Allares, bargueños, cantareros, garlopas, jamugas... Explicar el significado de cada uno de estos objetos requeriría la extensión de esta columna. Todos estos enseres, y muchos más, se encuentran, ordenados y hasta enumerados, en Coleccionmanía, una de las escasas tiendas de numismática y antigüedades en funcionamiento. Al frente de la misma funge Pedro Ángel Bañuelos (Logroño, 1962), uno de los pocos anticuarios en ejercicio en la región.
Confía en no jubilarse nunca porque, tras muchos años de dedicación profesional como peluquero, en septiembre de 2014 abrió, con su mujer y su hija, su tienda de antigüedades. En esta década, «ha aprendido más que en la universidad». En su opinión el requisito indispensable de todo brocanteur es «ser honesto» pero, sobre todo, ha de tener «un ojo experto» aunque él reconoce, sin rubor, haber fallado «más de una vez» en sus tasaciones.
Más allá de sus apreciaciones, está orgulloso de haber podido hacer de su afición (además de anticuario se ha especializado en numismática hasta el punto que es uno de los pocos negocios que emite el certificado PMG, acrónimo inglés de Paper Money Guaranty), su modo de vida.

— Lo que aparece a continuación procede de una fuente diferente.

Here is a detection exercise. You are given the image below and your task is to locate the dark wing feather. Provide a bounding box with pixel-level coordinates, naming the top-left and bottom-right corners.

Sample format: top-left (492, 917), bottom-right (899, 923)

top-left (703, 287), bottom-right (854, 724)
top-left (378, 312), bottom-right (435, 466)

No acude a ferias ni a rastros porque las antiguallas llegan a sus manos «a través de herencias». Sabe que el oficio está de capa caída porque «están desapareciendo y no hablo solo de Logroño». Los márgenes son escasos pues «se vende mal y los precios han bajado» (a él muchos compañeros le acusan de vender barato) al tiempo que el cliente ya no aprecia el valor de lo añejo pese a que él, y todos en su gremio, consideran «que una buena antigüedad no riñe con la decoración moderna».
Aunque la profesión está contra las cuerdas, gracias a internet ha conseguido un escaparate universal: «Vendemos en todo el mundo». Sus taraceas, sus Santo Domingos, sus cornucopias no tardarán en encontrar acomodo. De fuera vendrán y le comprarán.